Intouchables (2011)

Sometimes, watching foreign movies that don’t make it to the mainstream cinemas can prove to be a wonderful experience.  There are many foreign movies (French, Iranian, Italian etc) that do make it big are nominated for the Oscar. Thanks to a friend who recommended this movie, I caught it on Netflix the other night, and thoroughly enjoyed it.

The experience of watching Intouchables (not to be confused with the gangster movie The Untouchables!) was rather sweet and made for a major feel good movie, despite the fact that one of the character is a qudriplegic and the other just got out of jail.

This is the story of a French millionaire Philippe, who is paralyzed neck down after a paragliding accident. He is looking for a caregiver to look after him.

Enters Driss, a black man who is out on parole for robbery. He applies for the job as a caregiver, hoping to get rejected so he can claim unemployment benefits. While giving his interview rather cheekily, Phillipes find Driss refreshing.

Much to the shock of everyone in the household, Philippe hires Driss because he is also looking for someone to keep him happy.

Thus begins the journey of a very unlikely friendship between these two men. Philippe is an uptight, rich French man who has the etiquettes of a gentleman. Driss is a happy go lucky man from the ghetto, who freaks out when he sees the palatial bedroom and bathroom he gets to stay in.
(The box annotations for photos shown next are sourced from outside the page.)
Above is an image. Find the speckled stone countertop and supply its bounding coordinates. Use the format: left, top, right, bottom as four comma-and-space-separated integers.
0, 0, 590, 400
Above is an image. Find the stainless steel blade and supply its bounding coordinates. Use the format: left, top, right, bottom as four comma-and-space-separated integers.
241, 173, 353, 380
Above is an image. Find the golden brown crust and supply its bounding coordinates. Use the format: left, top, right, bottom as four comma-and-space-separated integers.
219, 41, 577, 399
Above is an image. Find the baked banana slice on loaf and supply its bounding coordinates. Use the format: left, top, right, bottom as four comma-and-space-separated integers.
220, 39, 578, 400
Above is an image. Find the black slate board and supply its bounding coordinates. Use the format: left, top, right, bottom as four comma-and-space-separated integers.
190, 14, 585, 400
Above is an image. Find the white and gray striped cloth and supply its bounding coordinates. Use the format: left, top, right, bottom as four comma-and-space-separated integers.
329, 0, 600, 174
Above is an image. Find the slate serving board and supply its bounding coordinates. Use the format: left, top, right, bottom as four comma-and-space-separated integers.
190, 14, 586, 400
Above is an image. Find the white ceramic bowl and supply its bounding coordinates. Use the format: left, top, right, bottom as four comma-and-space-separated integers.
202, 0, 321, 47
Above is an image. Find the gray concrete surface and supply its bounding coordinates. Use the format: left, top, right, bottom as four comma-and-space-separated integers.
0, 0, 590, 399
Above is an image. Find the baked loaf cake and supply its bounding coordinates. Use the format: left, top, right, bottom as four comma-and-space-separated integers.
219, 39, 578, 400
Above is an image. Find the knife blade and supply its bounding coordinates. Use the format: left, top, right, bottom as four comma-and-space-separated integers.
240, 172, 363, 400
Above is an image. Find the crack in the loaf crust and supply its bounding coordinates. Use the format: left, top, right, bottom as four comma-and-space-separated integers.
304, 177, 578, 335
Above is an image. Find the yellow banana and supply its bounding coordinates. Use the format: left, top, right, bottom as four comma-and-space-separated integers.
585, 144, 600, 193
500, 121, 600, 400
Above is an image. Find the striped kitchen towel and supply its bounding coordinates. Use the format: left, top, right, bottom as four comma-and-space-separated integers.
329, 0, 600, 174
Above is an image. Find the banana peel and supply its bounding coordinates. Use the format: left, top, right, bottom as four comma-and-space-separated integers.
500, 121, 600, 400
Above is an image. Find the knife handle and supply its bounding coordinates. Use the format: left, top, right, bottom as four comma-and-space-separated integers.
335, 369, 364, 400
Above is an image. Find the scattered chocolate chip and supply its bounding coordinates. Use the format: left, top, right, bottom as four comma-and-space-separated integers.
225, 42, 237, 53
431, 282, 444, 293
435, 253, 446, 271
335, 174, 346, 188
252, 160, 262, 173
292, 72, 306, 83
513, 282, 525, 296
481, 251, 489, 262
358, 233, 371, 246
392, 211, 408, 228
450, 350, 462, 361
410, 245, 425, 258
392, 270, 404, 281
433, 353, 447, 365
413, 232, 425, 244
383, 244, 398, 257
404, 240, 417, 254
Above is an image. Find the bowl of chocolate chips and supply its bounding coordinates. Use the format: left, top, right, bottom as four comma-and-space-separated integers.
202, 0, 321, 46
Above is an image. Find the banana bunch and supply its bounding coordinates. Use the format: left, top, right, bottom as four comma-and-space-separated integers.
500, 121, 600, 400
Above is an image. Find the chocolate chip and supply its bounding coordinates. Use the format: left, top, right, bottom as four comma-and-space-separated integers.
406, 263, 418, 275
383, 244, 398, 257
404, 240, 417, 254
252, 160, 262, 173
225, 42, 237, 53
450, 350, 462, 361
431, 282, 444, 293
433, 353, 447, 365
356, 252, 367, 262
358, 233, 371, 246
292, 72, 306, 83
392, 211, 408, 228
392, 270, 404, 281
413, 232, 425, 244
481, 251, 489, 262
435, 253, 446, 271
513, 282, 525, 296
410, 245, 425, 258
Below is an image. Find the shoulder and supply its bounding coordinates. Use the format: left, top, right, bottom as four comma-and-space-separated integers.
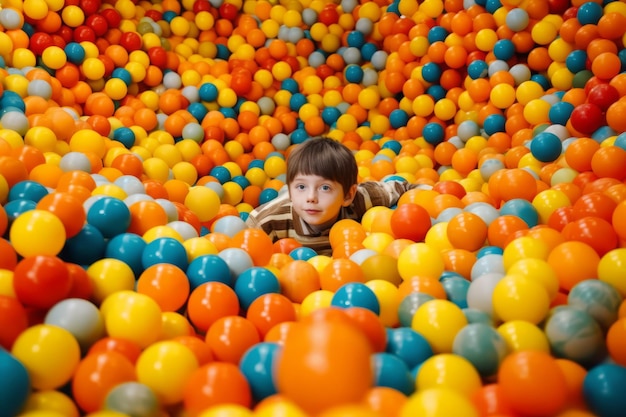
246, 192, 291, 227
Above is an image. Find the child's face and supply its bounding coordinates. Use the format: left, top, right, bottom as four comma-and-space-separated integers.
289, 174, 356, 227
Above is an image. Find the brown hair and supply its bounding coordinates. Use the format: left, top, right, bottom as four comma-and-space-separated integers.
287, 136, 358, 194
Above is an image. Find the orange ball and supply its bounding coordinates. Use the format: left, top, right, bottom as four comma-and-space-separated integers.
136, 263, 190, 311
498, 350, 568, 416
231, 229, 274, 266
320, 258, 365, 292
278, 259, 321, 303
446, 212, 487, 251
276, 318, 374, 414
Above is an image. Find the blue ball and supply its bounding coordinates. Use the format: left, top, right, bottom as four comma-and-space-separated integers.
346, 30, 365, 48
427, 26, 448, 45
493, 39, 515, 61
583, 363, 626, 417
476, 246, 504, 258
422, 62, 442, 83
4, 199, 37, 225
576, 1, 604, 25
59, 223, 107, 265
141, 237, 189, 271
467, 59, 489, 80
548, 101, 574, 126
330, 282, 380, 314
322, 107, 341, 126
259, 188, 278, 204
186, 254, 233, 291
113, 126, 135, 149
441, 277, 470, 308
565, 49, 587, 74
452, 323, 508, 377
398, 292, 435, 327
500, 198, 539, 228
87, 196, 131, 239
235, 266, 280, 311
344, 64, 363, 84
385, 327, 434, 369
7, 180, 48, 203
567, 279, 623, 332
422, 122, 446, 145
372, 352, 415, 395
389, 109, 409, 129
289, 93, 307, 111
104, 233, 147, 277
483, 114, 506, 135
544, 306, 606, 367
361, 42, 378, 61
239, 342, 280, 402
209, 165, 232, 184
280, 78, 300, 94
198, 83, 219, 101
613, 132, 626, 151
530, 131, 563, 162
381, 140, 402, 155
289, 246, 317, 261
0, 348, 31, 417
426, 84, 448, 101
63, 42, 86, 65
111, 67, 133, 86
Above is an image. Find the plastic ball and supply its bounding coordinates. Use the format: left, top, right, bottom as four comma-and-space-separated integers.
411, 300, 467, 353
44, 298, 104, 352
239, 342, 279, 402
103, 381, 159, 417
136, 340, 198, 404
331, 282, 380, 314
530, 132, 563, 162
545, 306, 605, 366
583, 363, 626, 417
234, 267, 280, 311
372, 352, 415, 395
498, 350, 567, 415
11, 324, 80, 390
9, 210, 66, 256
101, 290, 162, 347
183, 362, 252, 415
567, 279, 623, 331
275, 317, 373, 412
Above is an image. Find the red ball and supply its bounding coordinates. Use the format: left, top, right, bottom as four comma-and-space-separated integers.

Driss quickly realizes that his job is not merely just bathing, lifting up and changing clothes for Philippe. In the due process of time, Driss realizes that more than anything, Philippe craves for companionship (his wife is dead, and is left behind with a snooty daughter).

Which is where things become interesting when Driss pushes Philippe to act on a few things instead of sitting on it.  Vice versa, Philippe sees the world of Driss: broken family, struggling to make ends meet and so attempts to help him out. There is a culture shock too that divided the two class: Driss can’t seem to appreciate “modern” art which Philippe invests in, and Philippe can’t seem to get into the whole dance/ jive movement that Driss introduces him too. This makes for a great point: we don’t have to like everything about the other person’s culture/ beliefs/ values in order to appreciate them.

While the movie may seem tad bit predictable (Scent of a Woman, Driving Miss Daisy) the major appeal and charm of the movie lies in its two lead actors. So charming are they that it’s easy to fall in love with them.

A lot of life lessons can be drawn from the movie too- simplicity leads to happiness, pursuing one’s dreams can be fulfilling, learning another culture can be heart-warming, mere companionship can be life affirming.

It’s a rather simple, clean and easy to watch movie that may not be the masterpiece or Oscar worthy, but it’s definitely got it’s heart in the right place and will leave a huge, fuzzy feeling in your own heart; there are indeed good people out there.